While the intent of this essay is to focus on the economic and business aspects of the phenomenon, the rising wealth and market power of the major emerging-market countries is also likely to generate geopolitical heft.  Whereas rich Japan and Germany deliberately chose to not to throw their weight around in the world politics, countries like China, India, Russia, South Africa, and Brazil are a lot more politically ambitious in keeping with their size and regional prominence. During the course of negotiations for a new climate-change treaty in Copenhagen last December, when President Obama turned up for his meeting with China’s prime minister, Wen Jiabao, he was surprised to see that the heads of government of India, Brazil, and South Africa were also present. Hence instead of a bilateral talk the meeting turned into a negotiation with an emerging-market block. There have been two BRIC summits in less than last one year and their foreign ministers, finance ministers, and central bank heads also meet regularly. While the flow of aid and investment from rich countries to poor has been declining the major emerging-market economies are flexing their muscles.
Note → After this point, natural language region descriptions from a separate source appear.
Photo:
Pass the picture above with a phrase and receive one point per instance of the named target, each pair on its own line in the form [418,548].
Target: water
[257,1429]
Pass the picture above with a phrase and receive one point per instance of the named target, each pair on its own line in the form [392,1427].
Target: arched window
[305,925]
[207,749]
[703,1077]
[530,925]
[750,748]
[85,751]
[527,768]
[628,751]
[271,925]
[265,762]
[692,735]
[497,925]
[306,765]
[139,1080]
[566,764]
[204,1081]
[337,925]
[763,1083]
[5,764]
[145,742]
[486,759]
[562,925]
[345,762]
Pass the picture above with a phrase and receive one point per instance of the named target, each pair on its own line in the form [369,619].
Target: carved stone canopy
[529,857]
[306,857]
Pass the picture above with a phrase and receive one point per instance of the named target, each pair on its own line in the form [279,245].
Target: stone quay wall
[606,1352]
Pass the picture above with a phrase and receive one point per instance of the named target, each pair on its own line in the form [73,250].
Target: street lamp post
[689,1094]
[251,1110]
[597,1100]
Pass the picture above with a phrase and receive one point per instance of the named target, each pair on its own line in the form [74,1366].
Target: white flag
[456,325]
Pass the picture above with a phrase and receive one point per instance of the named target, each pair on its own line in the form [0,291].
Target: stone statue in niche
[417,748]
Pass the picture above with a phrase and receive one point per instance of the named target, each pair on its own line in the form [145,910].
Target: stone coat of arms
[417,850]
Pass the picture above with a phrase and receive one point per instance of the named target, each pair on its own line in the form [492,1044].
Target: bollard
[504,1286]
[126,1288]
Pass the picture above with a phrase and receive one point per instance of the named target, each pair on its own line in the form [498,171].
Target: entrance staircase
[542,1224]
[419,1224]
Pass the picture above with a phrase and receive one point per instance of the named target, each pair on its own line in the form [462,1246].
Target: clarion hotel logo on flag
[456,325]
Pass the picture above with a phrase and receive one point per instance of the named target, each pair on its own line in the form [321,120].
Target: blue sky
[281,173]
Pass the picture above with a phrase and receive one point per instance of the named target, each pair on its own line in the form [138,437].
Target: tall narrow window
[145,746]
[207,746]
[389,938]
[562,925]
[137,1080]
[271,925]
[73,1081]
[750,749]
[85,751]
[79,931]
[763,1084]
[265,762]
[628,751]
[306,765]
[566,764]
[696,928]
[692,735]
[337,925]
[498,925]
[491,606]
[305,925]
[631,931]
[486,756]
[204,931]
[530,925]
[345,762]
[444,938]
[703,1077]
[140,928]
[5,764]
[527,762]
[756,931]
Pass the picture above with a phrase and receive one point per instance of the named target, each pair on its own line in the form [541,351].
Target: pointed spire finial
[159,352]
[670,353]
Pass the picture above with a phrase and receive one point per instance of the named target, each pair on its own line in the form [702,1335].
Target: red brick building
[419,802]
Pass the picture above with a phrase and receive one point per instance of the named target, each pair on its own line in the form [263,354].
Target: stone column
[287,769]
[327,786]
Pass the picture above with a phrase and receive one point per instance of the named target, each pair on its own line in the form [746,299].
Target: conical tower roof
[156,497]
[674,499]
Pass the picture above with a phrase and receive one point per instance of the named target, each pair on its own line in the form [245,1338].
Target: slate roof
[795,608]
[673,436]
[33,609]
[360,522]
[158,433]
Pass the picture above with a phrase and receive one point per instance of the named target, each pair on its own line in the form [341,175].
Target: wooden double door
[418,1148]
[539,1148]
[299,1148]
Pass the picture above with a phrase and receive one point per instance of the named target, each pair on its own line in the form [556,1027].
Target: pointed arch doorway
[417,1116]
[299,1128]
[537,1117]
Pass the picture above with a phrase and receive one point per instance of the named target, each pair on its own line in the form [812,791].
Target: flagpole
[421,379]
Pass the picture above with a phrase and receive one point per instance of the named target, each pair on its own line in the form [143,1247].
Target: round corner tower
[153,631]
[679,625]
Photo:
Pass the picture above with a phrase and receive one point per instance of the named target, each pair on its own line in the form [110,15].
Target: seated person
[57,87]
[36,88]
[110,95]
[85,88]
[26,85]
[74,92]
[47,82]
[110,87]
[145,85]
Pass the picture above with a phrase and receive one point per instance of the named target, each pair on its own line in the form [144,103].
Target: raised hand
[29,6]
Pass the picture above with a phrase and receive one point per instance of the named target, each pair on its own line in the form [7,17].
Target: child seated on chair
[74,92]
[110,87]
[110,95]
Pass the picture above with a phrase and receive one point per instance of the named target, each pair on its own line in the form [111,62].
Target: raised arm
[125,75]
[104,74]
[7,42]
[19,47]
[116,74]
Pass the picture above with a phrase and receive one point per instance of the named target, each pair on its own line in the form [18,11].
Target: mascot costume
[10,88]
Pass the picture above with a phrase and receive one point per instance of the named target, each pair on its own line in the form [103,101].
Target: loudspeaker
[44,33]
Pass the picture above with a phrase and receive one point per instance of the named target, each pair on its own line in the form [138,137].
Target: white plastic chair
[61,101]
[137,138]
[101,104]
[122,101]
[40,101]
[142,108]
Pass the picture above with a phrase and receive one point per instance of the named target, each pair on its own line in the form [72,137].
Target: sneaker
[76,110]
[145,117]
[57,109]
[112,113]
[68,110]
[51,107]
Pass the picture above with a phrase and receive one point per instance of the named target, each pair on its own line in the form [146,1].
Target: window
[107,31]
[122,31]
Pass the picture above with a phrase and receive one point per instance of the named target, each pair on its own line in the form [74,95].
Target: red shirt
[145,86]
For instance, China has committed $10 billion in aid and concessionary credit to Africa over the next three years whereas Brazil has invested $10 billion in the continent over the past six years. The fact that the major emerging-market countries’ purchases of exports from poor countries are now very significant and are rising at a high pace also helps their political clout. Hence the geopolitical dynamics are also in a flux and the system that saw the world’s politics dominated by the US and its rich allies is slowly but surely transforming.

Tailpiece: [While it is not the topic of this essay, it pains to realize how cruelly Pakistan has been done in by the narrow vision and self-centredness of its military and its politicians. Countries like Korea, Brazil, Mexico, and Malaysia which at different times in our history were supposed to be Pakistan’s peers now seem to belong to a different world.]